Bottom-3 Weakest Papers for [anon-runtime]

Rank Paper [anon-runtime] Code-Dev Note
21 self-expansion 39.77% Thin submission (76 files), needs deeper code
22 bbox 40.34% Niche topic, possibly fewer matching citations to ground in
23 sapg 46.49% RL paper, hyperparameters not faithfully reproduced

Key Findings

  1. [anon-runtime] wins decisively on Code-Dev: 66.05% vs 43.4% for the prior Code-Dev SOTA (IterativeAgent o1-high in the original PaperBench paper).
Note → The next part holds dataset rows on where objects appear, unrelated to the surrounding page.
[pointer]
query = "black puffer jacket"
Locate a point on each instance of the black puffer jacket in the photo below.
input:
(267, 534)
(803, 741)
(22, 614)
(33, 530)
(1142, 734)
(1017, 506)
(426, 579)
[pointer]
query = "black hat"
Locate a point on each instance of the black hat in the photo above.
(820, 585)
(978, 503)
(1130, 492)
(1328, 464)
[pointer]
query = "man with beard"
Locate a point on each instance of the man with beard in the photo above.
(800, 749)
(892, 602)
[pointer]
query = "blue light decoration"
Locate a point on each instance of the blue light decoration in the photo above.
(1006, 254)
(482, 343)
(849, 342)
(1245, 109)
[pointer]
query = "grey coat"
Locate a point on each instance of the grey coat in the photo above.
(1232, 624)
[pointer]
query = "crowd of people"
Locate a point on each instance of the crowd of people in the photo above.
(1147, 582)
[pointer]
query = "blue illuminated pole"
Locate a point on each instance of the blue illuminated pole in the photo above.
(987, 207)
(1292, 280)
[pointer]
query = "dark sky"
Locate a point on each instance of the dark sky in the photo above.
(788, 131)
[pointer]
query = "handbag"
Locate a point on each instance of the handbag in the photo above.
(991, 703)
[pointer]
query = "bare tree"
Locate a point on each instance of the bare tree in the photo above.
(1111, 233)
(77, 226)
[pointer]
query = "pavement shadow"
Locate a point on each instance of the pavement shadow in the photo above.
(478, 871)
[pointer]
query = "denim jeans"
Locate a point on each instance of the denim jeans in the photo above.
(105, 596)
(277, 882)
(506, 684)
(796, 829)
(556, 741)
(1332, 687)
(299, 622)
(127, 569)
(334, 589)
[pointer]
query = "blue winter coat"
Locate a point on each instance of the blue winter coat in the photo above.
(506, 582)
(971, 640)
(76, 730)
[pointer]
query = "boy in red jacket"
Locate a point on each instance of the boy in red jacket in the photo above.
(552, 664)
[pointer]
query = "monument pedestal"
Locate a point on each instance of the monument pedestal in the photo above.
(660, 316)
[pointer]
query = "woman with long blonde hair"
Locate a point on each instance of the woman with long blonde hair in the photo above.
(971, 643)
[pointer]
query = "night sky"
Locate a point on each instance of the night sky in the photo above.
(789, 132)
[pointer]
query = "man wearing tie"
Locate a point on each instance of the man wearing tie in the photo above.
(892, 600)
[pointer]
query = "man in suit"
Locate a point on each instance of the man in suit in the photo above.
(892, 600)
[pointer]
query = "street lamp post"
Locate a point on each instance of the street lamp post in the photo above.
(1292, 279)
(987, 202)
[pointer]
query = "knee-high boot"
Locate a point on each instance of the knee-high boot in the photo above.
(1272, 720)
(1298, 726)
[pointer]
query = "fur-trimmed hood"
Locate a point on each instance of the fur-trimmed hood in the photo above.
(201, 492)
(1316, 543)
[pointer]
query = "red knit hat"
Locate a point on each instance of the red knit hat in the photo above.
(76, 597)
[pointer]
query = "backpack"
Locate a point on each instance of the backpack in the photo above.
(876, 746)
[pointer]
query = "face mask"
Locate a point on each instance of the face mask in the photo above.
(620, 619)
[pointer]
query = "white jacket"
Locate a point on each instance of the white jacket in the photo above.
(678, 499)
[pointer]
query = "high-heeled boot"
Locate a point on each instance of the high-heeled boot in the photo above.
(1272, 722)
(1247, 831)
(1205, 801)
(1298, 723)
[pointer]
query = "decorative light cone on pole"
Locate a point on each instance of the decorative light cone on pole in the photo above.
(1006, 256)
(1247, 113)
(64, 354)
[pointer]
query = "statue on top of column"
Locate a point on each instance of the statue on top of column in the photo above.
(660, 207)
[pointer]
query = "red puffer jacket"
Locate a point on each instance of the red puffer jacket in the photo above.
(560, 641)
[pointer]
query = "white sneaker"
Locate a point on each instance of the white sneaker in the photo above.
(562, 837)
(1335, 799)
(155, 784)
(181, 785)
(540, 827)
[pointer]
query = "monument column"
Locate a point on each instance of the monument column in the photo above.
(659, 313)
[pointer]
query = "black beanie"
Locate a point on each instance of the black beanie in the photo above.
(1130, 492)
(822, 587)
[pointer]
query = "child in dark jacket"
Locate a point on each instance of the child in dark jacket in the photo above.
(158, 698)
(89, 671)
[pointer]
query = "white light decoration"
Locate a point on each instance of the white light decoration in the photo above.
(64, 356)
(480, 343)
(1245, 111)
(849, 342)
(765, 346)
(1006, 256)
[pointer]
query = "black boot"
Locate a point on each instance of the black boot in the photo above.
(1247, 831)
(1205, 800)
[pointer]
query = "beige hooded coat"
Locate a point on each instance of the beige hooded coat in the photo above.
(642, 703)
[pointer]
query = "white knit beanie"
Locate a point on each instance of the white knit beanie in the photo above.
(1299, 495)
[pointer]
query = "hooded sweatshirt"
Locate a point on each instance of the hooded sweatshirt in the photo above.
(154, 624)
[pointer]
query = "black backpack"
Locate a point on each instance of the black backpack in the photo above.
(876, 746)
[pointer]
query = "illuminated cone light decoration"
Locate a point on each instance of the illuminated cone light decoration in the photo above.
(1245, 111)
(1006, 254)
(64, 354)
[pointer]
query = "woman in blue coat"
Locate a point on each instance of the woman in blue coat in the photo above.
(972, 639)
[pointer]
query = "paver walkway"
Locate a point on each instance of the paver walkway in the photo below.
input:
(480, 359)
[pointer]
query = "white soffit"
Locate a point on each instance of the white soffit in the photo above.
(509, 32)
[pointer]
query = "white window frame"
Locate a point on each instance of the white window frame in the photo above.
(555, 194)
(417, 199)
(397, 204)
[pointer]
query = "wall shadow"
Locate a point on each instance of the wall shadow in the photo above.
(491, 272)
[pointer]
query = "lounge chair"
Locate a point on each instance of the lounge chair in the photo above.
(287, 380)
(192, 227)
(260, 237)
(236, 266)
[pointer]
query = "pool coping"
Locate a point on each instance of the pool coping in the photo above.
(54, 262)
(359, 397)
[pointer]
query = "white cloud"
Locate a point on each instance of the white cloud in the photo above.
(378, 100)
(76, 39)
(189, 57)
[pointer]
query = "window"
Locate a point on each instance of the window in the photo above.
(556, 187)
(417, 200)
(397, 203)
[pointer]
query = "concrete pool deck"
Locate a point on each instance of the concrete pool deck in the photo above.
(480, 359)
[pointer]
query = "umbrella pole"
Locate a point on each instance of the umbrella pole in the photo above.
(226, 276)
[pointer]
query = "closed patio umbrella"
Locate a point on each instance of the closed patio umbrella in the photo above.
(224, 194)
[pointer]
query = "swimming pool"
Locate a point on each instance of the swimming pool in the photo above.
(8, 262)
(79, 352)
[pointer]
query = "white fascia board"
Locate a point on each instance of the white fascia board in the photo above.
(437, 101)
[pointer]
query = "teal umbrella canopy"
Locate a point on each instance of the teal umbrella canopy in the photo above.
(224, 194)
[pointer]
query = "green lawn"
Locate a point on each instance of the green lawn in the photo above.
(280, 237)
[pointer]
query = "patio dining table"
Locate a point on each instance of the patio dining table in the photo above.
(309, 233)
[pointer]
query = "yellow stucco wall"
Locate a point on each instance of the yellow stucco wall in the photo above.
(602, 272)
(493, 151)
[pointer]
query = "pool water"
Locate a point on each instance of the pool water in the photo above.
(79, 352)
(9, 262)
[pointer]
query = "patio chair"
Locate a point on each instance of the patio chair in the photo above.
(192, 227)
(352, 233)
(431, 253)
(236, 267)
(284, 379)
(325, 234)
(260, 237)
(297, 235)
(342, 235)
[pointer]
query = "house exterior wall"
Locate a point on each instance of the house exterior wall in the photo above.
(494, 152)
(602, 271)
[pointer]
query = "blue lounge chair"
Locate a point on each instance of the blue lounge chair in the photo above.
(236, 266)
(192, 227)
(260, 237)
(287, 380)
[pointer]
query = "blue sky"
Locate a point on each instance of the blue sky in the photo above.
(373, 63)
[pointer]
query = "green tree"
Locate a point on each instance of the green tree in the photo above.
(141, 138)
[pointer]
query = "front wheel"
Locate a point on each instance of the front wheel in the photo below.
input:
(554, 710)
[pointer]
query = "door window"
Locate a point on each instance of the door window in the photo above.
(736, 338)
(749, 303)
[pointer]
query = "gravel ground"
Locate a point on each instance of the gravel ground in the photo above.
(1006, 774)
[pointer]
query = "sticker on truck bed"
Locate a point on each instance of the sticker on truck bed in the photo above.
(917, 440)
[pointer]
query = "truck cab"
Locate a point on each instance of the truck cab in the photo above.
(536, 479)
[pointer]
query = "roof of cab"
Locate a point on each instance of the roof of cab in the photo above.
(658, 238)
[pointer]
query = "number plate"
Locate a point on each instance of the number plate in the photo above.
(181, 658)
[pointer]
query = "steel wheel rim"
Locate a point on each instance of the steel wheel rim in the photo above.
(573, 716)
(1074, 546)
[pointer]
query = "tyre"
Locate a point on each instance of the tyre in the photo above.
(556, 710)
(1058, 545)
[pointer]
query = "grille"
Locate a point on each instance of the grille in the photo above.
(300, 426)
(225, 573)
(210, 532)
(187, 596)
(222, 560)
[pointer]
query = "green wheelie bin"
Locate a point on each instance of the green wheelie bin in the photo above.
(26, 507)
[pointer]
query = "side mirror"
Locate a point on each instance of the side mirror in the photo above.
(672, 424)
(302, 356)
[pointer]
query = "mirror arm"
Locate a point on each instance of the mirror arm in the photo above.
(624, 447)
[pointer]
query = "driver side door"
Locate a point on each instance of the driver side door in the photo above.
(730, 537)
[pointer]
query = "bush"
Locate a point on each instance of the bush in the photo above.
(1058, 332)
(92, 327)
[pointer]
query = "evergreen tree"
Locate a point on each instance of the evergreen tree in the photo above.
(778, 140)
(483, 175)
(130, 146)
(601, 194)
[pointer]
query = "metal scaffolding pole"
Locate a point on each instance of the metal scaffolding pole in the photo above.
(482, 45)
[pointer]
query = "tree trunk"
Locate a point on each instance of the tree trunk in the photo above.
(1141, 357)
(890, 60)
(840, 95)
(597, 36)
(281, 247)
The +22.65pp gap likely reflects [anon-runtime] paper_search + ref_verify workflow, which grounds code in cited prior work — a property the rubric explicitly rewards.

  2. Estimated full-mode performance: ~36-40% (after 0.60× Code-Dev → Full conversion), which would still beat AiScientist Gemini-3-Flash (30.52%) and AiScientist GLM-5 (33.73%) while approaching the human baseline (41% over 48 hours of expert effort).

  3. Cost note: AiScientist reports $12-16 per paper task. We don't have comparable cost numbers because [anon-runtime] runs through the desktop runtime with runtime-borrowed gateway key; the cost is not separately accounted. A round-table estimate via gateway billing would be informative.

  4. Where [anon-runtime] particularly shines: papers with strong citation backbone (sequential-neural-score-estimation, sample-specific-masks, lbcs, bam, semantic-self-consistency) where code-side rubric items reference baselines and prior work that [anon-runtime] can pull canonical implementations of.

  5. Where [anon-runtime] is weak: pinn (slightly behind AiScientist GLM-5) and bbox/sapg/self-expansion (below 50%). These are likely papers with thin citation networks or unusual implementation patterns.


Reproducibility

To regenerate this comparison:

  • AiScientist data: arXiv:2604.13018, Table 1, transcribed manually from the paper PDF (fetched via https://r.jina.ai/https://arxiv.org/pdf/2604.13018).
  • [anon-runtime] data: per-paper grade.json files in [redacted-path].
  • Aggregate: [redacted-path].

To rerun [anon-runtime] grading with the same submissions:

for paper in $(ls [redacted-path]); do
  bash [redacted-path] "$paper" code-dev
done

To run full-mode grading (would give apples-to-apples vs AiScientist):

bash [redacted-path] full

This requires:

  • Multi-GPU host with --runtime=nvidia Docker (currently 1× H200 at cloud@195.242.13.82).
  • Building pb-reproducer Docker image (currently fails on China network — needs Aliyun mirror patch like we did for pb-env).
  • ~12-72h per paper depending on training cost.